War 2.0: Irregular Warfare in the Information Age argues that two intimately connected trends are putting modern armies under huge pressure to adapt: the rise of insurgencies and the rise of the Web. Both in cyberspace and in warfare, the grassroots public has assumed increasing importance in recent years. After the dot-com bubble burst in 2000, Web 2.0 rose from the ashes. This newly interactive and participatory form of the Web promotes and enables offline action. Similarly, after Rumsfeld's attempt to transform the US military into a lean, lethal, computerized force crashed in Iraq in 2003, counterinsurgency rose from the ashes. Counterinsurgency is a social form of war—indeed, the U.S. Army calls it armed social work—in which the local matrix population becomes the center of strategic gravity and public opinion at home the critical vulnerability.
War 2.0 traces the contrasting ways in which insurgents and counterinsurgents have adapted the new media platforms to the new forms of irregular conflict. It examines the public affairs policies of the U.S. land forces, the British Army, and the Israeli Defense Force. Then it compares the media-based counterinsurgency methods of these conventional armies to the more successful methods devised by their asymmetric adversaries, showing how such organizations as Al-Qaeda, the Taliban, and Hezbollah use the Web not merely to advertise their political agenda and influence public opinion, but to mobilize insurrections and put insurgent operations into action. But the same technology that tends to level the operational playing field in irregular warfare also incurs a heavy cost in terms of the popularity of insurgencies.
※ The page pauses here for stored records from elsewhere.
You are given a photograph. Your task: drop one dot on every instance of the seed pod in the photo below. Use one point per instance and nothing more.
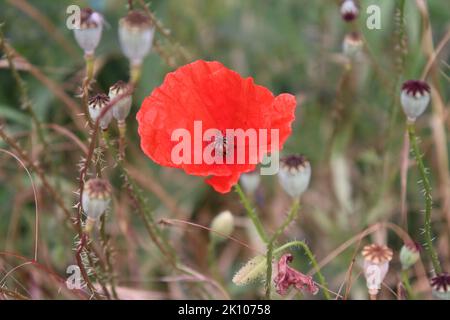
(222, 226)
(121, 108)
(294, 174)
(440, 286)
(349, 10)
(90, 32)
(415, 98)
(409, 254)
(136, 35)
(95, 107)
(352, 45)
(250, 181)
(376, 266)
(95, 200)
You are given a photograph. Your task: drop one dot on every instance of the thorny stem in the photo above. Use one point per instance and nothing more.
(269, 256)
(251, 213)
(427, 194)
(311, 258)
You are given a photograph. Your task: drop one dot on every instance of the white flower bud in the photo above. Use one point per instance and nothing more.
(294, 174)
(250, 181)
(349, 10)
(136, 33)
(121, 108)
(222, 226)
(95, 200)
(90, 31)
(415, 98)
(95, 107)
(376, 266)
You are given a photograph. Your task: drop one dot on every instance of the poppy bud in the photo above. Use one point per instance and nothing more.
(415, 98)
(409, 254)
(136, 35)
(352, 45)
(90, 31)
(121, 108)
(349, 10)
(95, 200)
(250, 181)
(222, 226)
(294, 174)
(95, 107)
(440, 286)
(376, 266)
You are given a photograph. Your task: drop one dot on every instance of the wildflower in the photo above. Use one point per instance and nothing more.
(415, 98)
(250, 181)
(288, 276)
(376, 266)
(122, 107)
(90, 31)
(95, 200)
(135, 36)
(220, 99)
(222, 226)
(440, 286)
(95, 107)
(349, 10)
(409, 254)
(294, 174)
(352, 45)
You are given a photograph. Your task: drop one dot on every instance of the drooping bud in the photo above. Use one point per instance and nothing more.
(349, 10)
(95, 107)
(250, 181)
(440, 286)
(136, 32)
(222, 226)
(352, 45)
(409, 254)
(90, 32)
(415, 98)
(376, 266)
(294, 174)
(122, 107)
(95, 200)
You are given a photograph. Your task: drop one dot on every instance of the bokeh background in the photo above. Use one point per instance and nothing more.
(349, 124)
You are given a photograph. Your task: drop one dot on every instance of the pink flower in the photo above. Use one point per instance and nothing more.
(288, 276)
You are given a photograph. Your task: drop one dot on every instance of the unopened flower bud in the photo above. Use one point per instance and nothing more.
(121, 108)
(250, 181)
(294, 174)
(90, 31)
(349, 10)
(136, 32)
(440, 286)
(376, 266)
(352, 45)
(415, 98)
(222, 226)
(95, 107)
(95, 200)
(409, 254)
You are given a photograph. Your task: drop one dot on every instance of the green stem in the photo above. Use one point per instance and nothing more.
(291, 216)
(251, 213)
(427, 194)
(407, 285)
(311, 258)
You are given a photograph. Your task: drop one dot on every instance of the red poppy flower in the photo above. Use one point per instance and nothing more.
(287, 276)
(220, 99)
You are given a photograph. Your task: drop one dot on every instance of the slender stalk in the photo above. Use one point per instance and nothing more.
(427, 194)
(311, 258)
(251, 213)
(291, 216)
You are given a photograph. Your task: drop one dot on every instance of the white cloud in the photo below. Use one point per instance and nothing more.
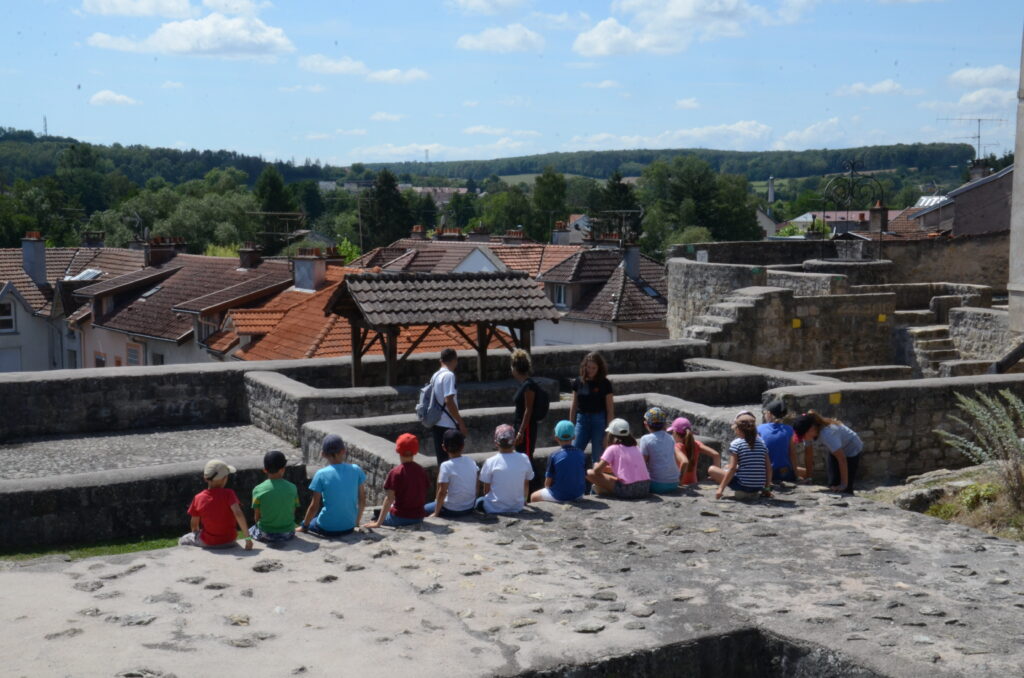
(887, 86)
(820, 134)
(984, 77)
(214, 35)
(671, 26)
(499, 131)
(236, 6)
(397, 76)
(512, 38)
(168, 8)
(110, 97)
(345, 66)
(484, 6)
(739, 135)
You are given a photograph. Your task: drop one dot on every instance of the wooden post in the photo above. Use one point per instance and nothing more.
(356, 352)
(481, 350)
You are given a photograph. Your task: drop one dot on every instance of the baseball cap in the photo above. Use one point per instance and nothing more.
(216, 469)
(407, 445)
(680, 425)
(619, 427)
(332, 445)
(655, 416)
(776, 409)
(504, 434)
(564, 430)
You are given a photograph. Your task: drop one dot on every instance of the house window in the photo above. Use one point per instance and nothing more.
(558, 292)
(6, 316)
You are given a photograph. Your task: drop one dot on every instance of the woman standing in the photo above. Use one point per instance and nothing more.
(843, 443)
(592, 407)
(525, 401)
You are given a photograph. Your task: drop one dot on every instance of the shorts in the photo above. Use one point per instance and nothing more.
(633, 490)
(193, 539)
(736, 485)
(269, 537)
(546, 496)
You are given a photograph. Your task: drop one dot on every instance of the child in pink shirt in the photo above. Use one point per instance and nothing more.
(622, 470)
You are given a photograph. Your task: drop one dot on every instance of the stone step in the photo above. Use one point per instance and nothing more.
(929, 332)
(913, 316)
(939, 354)
(935, 344)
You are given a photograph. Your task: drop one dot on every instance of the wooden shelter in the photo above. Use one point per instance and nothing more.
(376, 305)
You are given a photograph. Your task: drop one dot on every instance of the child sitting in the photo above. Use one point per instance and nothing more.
(688, 451)
(750, 465)
(621, 471)
(658, 451)
(565, 478)
(407, 486)
(456, 479)
(274, 502)
(505, 477)
(339, 493)
(215, 512)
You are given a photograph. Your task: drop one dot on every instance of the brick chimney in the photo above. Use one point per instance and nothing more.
(308, 269)
(34, 257)
(250, 255)
(879, 218)
(92, 238)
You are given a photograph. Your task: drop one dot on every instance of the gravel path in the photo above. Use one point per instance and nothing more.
(81, 454)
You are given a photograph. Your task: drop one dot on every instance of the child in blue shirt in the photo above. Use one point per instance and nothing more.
(565, 479)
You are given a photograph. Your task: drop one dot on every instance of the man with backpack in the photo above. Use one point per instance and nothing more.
(439, 406)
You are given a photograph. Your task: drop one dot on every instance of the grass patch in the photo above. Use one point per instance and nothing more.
(77, 552)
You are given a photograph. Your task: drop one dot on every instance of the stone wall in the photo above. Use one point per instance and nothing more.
(694, 286)
(897, 419)
(127, 504)
(785, 332)
(982, 334)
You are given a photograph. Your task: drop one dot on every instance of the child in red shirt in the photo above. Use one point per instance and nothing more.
(407, 486)
(216, 511)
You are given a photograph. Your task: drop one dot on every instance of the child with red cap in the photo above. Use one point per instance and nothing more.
(407, 486)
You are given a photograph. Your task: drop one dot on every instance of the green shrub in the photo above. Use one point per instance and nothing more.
(993, 434)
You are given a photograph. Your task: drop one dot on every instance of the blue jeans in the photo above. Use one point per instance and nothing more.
(590, 429)
(445, 512)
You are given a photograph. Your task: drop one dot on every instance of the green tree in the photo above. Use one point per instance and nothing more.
(549, 203)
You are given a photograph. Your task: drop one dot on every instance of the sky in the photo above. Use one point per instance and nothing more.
(340, 82)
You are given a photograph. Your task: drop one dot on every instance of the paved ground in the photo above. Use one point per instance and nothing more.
(83, 453)
(896, 593)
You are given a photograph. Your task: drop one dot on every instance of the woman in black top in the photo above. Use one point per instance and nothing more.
(525, 398)
(592, 405)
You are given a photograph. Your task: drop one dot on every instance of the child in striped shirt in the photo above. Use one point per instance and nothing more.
(750, 464)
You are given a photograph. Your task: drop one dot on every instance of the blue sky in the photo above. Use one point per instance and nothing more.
(345, 82)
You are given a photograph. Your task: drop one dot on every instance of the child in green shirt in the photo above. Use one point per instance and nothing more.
(274, 502)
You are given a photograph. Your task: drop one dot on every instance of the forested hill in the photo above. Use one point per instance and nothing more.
(756, 165)
(26, 156)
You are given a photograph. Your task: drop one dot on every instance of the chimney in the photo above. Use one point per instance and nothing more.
(308, 269)
(250, 255)
(34, 257)
(92, 238)
(631, 260)
(162, 250)
(880, 218)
Thomas Rid is a Research Fellow at the Center for Transatlantic Relations in the School for Advanced International Studies, Johns Hopkins University. He was a Research Fellow at the RAND Corporation, the Institut Francais des Relations Internationales, and the Stiftung Wissenschaft und Politik. He organized a conference of the leading exponents of counterinsurgency doctrine from the U.S. Army, the British Army, the Armee de Terre, and the Bundeswehr and directed the foreign policy program of the American Academy in Berlin. He is the author of War and Media Operations and co-editor of Understanding Counterinsurgency Warfare. His articles appear regularly in such periodicals as Policy Review, Military Review, Die Zeit, Neue Zuricher Zeitung, Der Tagesspiegel, and Merkur.
Marc Hecker is a Research Fellow at the Security Studies Center of the Institut Francais des Relations Internationales in Paris. He is the author or co-editor of a presse francaise et la premiere guerre du Golfe, La defense des interets de l'Etat d'Israel en France, and Une vie d'Afghanistan. He is an editor of Politique Etrangere. His articles appear in such periodicals as Politique Etrangere, Le Figaro, Liberation, Etudes, and Ramses.